A Dual-Mode Large Language Model Assistant for On-Surface Reaction via Fine-Tuning and Retrieval-Augmented Generation
Abstract
Surface reactions underpin catalysis, nanomaterials, energy conversion, and molecular-scale fabrication, yet the field suffers from fragmented knowledge dispersed across unstructured literature, hindering systematic analysis and data-driven discovery. Existing chemical databases and language models inadequately capture the domain-specific semantics and experimental parameters unique to on-surface reactions. Here, we present an integrated framework that transforms dispersed surface-chemistry literature into a structured, machine-readable knowledge platform and leverages it to develop a domain-specialized large language model (LLM) assistant for on-surface reactions. We curated and semantically screened hundreds of thousands of publications to construct the surface-chemistry corpus, from which we extracted 44 predefined reaction attributes across more than 44,000 studies of surface reaction. These structured records were used to build both a high-quality reaction database and a domain-specific question–answering dataset.
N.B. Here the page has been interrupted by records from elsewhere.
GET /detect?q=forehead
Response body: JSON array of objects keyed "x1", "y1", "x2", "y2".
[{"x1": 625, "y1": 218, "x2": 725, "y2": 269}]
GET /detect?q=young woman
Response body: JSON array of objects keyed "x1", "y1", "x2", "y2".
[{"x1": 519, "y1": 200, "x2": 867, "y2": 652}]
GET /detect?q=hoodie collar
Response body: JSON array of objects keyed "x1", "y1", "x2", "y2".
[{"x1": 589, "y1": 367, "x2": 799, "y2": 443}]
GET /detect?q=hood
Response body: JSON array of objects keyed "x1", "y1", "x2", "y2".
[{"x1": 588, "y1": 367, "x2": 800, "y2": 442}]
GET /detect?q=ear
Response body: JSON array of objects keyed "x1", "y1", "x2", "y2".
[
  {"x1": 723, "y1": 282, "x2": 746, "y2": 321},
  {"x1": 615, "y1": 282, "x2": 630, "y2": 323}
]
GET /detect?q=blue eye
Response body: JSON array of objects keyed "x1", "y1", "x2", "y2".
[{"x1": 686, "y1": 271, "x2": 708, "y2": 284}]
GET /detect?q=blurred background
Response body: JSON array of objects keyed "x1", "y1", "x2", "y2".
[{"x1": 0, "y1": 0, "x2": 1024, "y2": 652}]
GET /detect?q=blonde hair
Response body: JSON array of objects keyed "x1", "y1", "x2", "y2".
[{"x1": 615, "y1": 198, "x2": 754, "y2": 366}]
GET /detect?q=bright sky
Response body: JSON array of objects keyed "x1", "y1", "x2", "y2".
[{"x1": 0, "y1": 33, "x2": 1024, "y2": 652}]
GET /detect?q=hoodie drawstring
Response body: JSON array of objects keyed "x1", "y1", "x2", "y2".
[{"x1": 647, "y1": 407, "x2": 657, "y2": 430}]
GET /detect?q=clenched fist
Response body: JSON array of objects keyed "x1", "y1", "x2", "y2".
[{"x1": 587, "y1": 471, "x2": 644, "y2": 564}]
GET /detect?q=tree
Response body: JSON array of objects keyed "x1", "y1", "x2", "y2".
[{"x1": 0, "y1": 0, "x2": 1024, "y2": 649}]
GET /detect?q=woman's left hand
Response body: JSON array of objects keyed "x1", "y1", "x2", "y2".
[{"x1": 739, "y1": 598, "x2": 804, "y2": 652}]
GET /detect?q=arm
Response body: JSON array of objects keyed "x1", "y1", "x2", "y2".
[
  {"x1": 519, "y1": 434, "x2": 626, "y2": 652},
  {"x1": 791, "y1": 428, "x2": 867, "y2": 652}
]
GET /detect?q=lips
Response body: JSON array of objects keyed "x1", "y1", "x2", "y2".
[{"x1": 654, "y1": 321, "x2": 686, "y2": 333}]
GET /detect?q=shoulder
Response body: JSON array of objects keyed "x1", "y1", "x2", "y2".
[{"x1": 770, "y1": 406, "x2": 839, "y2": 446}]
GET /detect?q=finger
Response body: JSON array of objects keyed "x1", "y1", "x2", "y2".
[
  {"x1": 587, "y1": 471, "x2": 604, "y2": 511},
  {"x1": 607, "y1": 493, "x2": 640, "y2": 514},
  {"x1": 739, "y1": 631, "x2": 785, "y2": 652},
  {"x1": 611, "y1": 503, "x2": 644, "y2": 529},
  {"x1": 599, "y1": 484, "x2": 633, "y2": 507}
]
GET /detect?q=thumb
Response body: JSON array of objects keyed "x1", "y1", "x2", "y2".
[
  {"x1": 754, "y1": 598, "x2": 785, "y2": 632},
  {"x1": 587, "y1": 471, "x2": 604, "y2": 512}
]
On this basis, we developed a dual-mode LLM system that combines a parameter-efficiently fine-tuned reasoning model with a dual-source retrieval-augmented generation (RAG) framework, enabling both deep inference and verifiable retrieval of experimental parameters. Evaluations demonstrate that the fine-tuned LLM outperforms existing chemistry-oriented language models on surface-chemistry question answering, achieving a Bert-F1 score exceeding 0.8. Incorporation of the RAG framework further improves factual accuracy, completeness, and reasoning consistency by grounding responses in retrieved literature and structured reaction data. Latent-space analyses reveal that domain-specific fine-tuning reorganizes internal representations toward task-oriented coherence. This work establishes a scalable pathway for converting fragmented surface-chemistry knowledge into an intelligent platform, paving the way toward data-driven prediction, experimental planning and automated reasoning in on-surface reactions.